Ben Haggerty (Macklemore) is famous for his album The Heist (produced by Ryan Lewis), which was on the Billboard charts and ranked first on iTunes back in 2012. The Seattle rapper is often praised for advocating equality and expressing his opinions on sensitive issues regarding minorities. Aside from his music supporting LGBT rights called “Same Love”, he opened up to discuss about his racial identity and the effects it had on his career during an interview with Rolling Stone.
As a White man in hip-hop, he admitted that he has benefited from “white privilege”, and would not have been as successful he were Black. He talked about how he was able to receive attention from the media and how his music like “Thrift Shop” could have a wide range of audiences because of his race. “And even though I’m cussing my ass off in the song, the fact that I’m a white guy, parents feel safe. They let their six-year-olds listen to it” (Rolling Stone, 2013).
Exaggeration or not, his statements seem accurate enough to reflect our current societal view on race. Although there are many successful musicians of color throughout the world, their music is not always as appreciated by the majority. A rapper named J. Cole’s “Crooked Smile” actually has a line that reads, “If my skin pale, would I then sell like Eminem or Adele?” This line, coupled with Macklemore’s interview on how parents even feel safe letting their kids listen to Macklemore swear, tells us that racism is still an issue in current society.
However, most people find it easier to believe that we are all treated equally and racism is no longer an issue. For those who are not very supportive of people of color — or just racists to make things more clear — it would be much easier to say, “It’s not that I don’t like Black music. I simply do not prefer the hip-hop genre in general, whatever race is involved,” than to accept, “I like Macklemore and Eminem but not J. Cole or any other African-American rappers because I feel safer listening to White people rap.”

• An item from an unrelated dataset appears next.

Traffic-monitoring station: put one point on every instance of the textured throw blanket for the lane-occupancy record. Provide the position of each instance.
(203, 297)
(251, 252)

If color did not matter and if all men were created equal, why is it that some or most people feel safer listening to a White rapper? Is it because words are softer and less provocative? If so, is Macklemore’s “Thrift Shop” just an exception? The artist himself admitted that his music was a hit because people felt safer listening to a White person swear. Macklemore should not be criticized for making an honest statement. It simply tells us that we have too many negative stereotypes towards people of color that we like to ignore and blame on others who actually dare admit those honest facts.
The focus should not be on Haggerty admitting that white privilege contributed to his success. The point Haggerty attempted to make in his interview with Rolling Stone was to show that some are more privileged than others from birth. He did make some dangerous comments like, “And would that success have been the same if I would have been a black dude? I think the answer is no”, but this is more honest than dangerous. This is the reality with race.